感極まったのか、大きな目からぽろぽろ涙を出して近づいてくる王子。速度をそのままに勢いよくあゆみの顔に飛び込み、感情を爆発させて顔をスリスリ擦り付ける。


しかしながら急に冷静になり『あ、そういえばコイツさっきマロのお腹舐め回していたじゃん』と思い返しすぐに離れるマシュマロ王子。少しだけ舌を出そうとしていたあゆむちんは悲しそうですね。



「あぁ、ここにいたのか。お疲れさ……マッ?」



声が聞こえた方に顔を向けるとそこにはさっき助けてくれたマリアンヌ。しかしながら急に驚いた顔をして固まってしまいました。



「え? どうかしましたか? ……あ! もしかしてお知り合いだったんですか?」



マリアンヌの視線の先を確認してみれば、そこにはさっきまで戦っていたイビルナーの核になっていた人。気が付くとマリアンヌは核となっていた女の子の元に走り寄っており、脈などの確認を行っていた。



「大丈夫そうね、気絶しているだけか。……あぁ、いや。少々知り合いに雰囲気が似ていてね。それで少し取り乱してしまった。」



漫画やアニメの世界で出てくるような魔法陣を起動して、そこで気絶している人を確認したマリアンヌさんは、そう答えてくれた。『よくよく考えれば彼女のように制服なんて着るような年ではないのだけどね。』なんてことを笑いながら言っているし、マリアンヌさんって結構年行っている?

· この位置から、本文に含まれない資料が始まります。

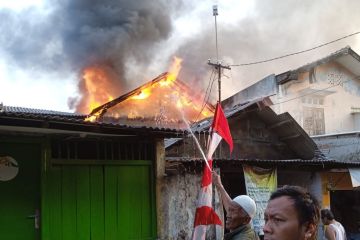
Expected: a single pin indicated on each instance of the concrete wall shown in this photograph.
(176, 211)
(262, 88)
(342, 147)
(335, 85)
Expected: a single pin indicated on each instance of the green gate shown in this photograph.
(98, 200)
(19, 188)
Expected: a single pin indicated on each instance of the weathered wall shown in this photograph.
(341, 147)
(177, 206)
(263, 88)
(330, 87)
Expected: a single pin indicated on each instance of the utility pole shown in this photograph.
(217, 64)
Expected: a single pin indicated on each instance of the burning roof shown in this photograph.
(163, 102)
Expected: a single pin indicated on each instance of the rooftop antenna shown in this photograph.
(217, 64)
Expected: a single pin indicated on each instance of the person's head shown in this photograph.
(326, 216)
(241, 210)
(292, 213)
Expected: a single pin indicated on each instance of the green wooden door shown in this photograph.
(99, 202)
(20, 196)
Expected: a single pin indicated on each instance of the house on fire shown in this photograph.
(129, 170)
(62, 177)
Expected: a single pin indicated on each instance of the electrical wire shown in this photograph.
(295, 53)
(207, 93)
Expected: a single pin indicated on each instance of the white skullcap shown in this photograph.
(247, 203)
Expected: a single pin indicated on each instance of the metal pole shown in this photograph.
(215, 13)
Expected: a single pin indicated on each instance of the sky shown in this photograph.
(45, 44)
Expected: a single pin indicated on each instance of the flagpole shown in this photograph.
(217, 64)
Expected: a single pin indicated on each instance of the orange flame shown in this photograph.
(163, 100)
(97, 85)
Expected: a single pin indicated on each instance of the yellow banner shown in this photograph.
(260, 183)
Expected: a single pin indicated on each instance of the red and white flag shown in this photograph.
(205, 214)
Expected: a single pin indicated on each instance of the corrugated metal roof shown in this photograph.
(288, 130)
(28, 117)
(342, 56)
(13, 109)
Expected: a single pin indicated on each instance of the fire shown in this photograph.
(97, 85)
(163, 101)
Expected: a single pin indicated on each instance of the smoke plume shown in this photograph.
(136, 39)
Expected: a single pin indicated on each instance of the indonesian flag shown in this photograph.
(205, 214)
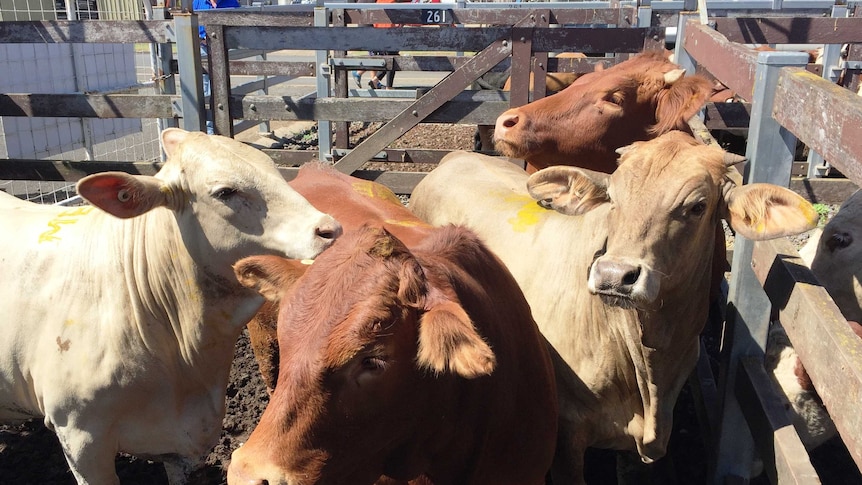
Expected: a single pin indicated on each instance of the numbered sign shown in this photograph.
(436, 16)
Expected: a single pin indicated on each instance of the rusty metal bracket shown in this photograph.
(431, 101)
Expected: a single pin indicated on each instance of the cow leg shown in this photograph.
(568, 464)
(85, 452)
(263, 335)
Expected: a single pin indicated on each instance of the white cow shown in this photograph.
(617, 274)
(119, 321)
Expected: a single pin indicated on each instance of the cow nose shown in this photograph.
(616, 277)
(505, 122)
(328, 230)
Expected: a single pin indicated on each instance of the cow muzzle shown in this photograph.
(623, 282)
(246, 472)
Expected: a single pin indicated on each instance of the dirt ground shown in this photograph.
(30, 454)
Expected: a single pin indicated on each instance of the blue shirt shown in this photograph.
(206, 5)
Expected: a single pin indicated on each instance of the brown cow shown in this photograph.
(554, 83)
(356, 202)
(582, 125)
(430, 422)
(616, 274)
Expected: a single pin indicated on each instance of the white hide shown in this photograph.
(120, 331)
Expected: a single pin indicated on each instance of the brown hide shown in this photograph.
(353, 202)
(604, 110)
(414, 363)
(554, 82)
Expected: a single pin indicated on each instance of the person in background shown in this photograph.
(206, 5)
(377, 77)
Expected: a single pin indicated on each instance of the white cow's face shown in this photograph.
(229, 199)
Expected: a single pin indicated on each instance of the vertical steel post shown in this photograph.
(189, 62)
(770, 155)
(830, 59)
(324, 127)
(165, 80)
(680, 56)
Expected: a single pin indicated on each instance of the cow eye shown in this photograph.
(373, 364)
(698, 209)
(223, 193)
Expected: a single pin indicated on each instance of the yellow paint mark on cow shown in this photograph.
(66, 217)
(63, 345)
(375, 191)
(406, 223)
(528, 215)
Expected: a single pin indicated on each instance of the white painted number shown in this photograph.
(435, 16)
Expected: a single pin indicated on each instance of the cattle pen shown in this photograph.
(785, 100)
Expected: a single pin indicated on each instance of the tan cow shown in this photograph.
(120, 318)
(616, 271)
(420, 362)
(585, 123)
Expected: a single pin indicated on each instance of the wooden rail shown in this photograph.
(787, 102)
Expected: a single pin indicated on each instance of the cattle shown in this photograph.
(122, 316)
(601, 111)
(354, 202)
(616, 270)
(420, 362)
(834, 258)
(554, 82)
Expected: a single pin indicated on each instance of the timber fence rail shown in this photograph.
(788, 102)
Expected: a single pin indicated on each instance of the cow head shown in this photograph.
(582, 125)
(228, 198)
(666, 198)
(838, 261)
(368, 348)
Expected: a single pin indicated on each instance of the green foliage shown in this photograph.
(823, 211)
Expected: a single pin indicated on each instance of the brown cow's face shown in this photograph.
(600, 112)
(354, 377)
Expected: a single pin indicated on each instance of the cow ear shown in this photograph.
(568, 190)
(765, 211)
(171, 138)
(121, 194)
(679, 101)
(449, 341)
(271, 276)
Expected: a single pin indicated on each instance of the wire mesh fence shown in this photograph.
(70, 68)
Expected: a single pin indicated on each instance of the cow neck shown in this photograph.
(198, 314)
(680, 322)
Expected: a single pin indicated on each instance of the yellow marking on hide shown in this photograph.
(529, 214)
(63, 345)
(375, 191)
(406, 223)
(70, 216)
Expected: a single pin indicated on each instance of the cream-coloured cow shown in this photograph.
(616, 269)
(120, 319)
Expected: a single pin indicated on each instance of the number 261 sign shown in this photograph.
(436, 16)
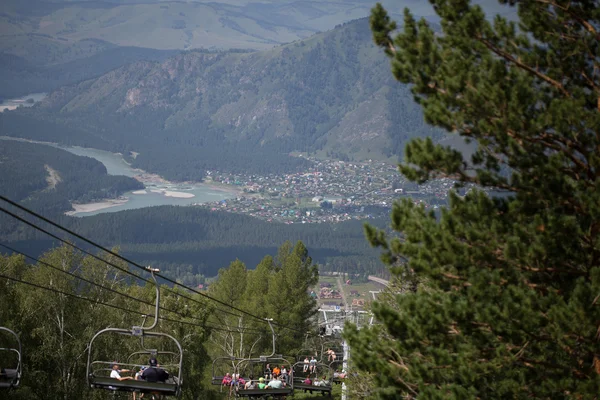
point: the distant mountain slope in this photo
(36, 63)
(179, 25)
(331, 94)
(48, 179)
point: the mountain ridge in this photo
(327, 94)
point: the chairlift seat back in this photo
(169, 388)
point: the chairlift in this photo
(299, 380)
(98, 371)
(11, 377)
(218, 373)
(278, 359)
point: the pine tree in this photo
(504, 299)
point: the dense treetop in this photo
(502, 292)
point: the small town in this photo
(333, 191)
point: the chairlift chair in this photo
(98, 371)
(11, 377)
(300, 385)
(263, 360)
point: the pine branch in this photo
(509, 57)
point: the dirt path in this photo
(53, 177)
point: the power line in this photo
(10, 278)
(123, 258)
(79, 277)
(95, 256)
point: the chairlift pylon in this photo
(10, 378)
(98, 370)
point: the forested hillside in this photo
(33, 63)
(190, 243)
(48, 179)
(59, 302)
(328, 95)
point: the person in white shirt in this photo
(305, 364)
(275, 384)
(116, 373)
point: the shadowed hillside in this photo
(328, 95)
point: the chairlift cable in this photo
(100, 258)
(31, 212)
(116, 291)
(127, 310)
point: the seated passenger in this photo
(116, 373)
(227, 379)
(154, 373)
(322, 382)
(313, 365)
(305, 369)
(275, 384)
(276, 371)
(251, 384)
(261, 383)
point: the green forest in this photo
(48, 179)
(499, 295)
(191, 243)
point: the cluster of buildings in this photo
(332, 191)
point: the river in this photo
(12, 104)
(157, 192)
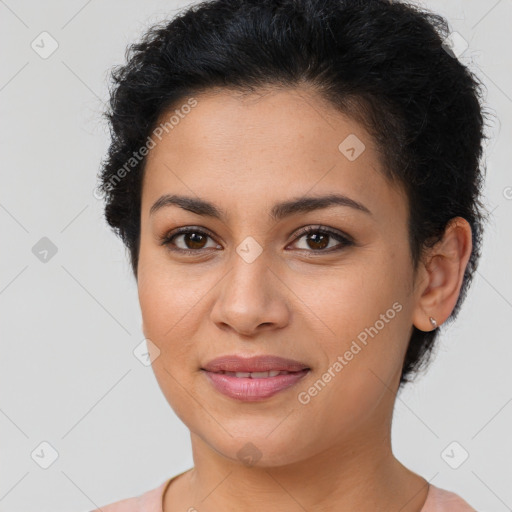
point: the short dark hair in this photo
(383, 63)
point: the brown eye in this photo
(317, 239)
(187, 240)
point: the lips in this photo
(255, 378)
(254, 365)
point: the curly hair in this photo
(383, 63)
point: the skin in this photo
(244, 154)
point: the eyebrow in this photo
(279, 211)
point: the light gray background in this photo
(69, 326)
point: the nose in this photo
(251, 298)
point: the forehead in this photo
(244, 151)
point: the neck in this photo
(359, 474)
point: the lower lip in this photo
(252, 390)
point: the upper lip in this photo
(234, 363)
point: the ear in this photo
(442, 275)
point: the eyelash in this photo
(344, 240)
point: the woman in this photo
(298, 184)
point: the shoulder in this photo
(441, 500)
(150, 501)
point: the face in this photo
(250, 281)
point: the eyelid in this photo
(344, 240)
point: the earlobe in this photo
(445, 269)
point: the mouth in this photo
(255, 378)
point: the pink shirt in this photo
(438, 500)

「あぁ、そうだ。あのシュエルだったか? なかなか手ごわくてね、撤退させてしまったよ。無力化して捕まえられれば良かったんだが……、すまない。」



「い! いえいえ! 大丈夫です! それよりも色々助けてくださってありがとうございました!」



そもそも二対一で勝てるかどうか、というか完全に負けそうだったのを助けてくれたんだ。あのシュエルと戦っている時の二人の速度は正直目で追えなかったし、イビルナーとの戦いだって助けてくれなかったらどうなっていたのか解らない。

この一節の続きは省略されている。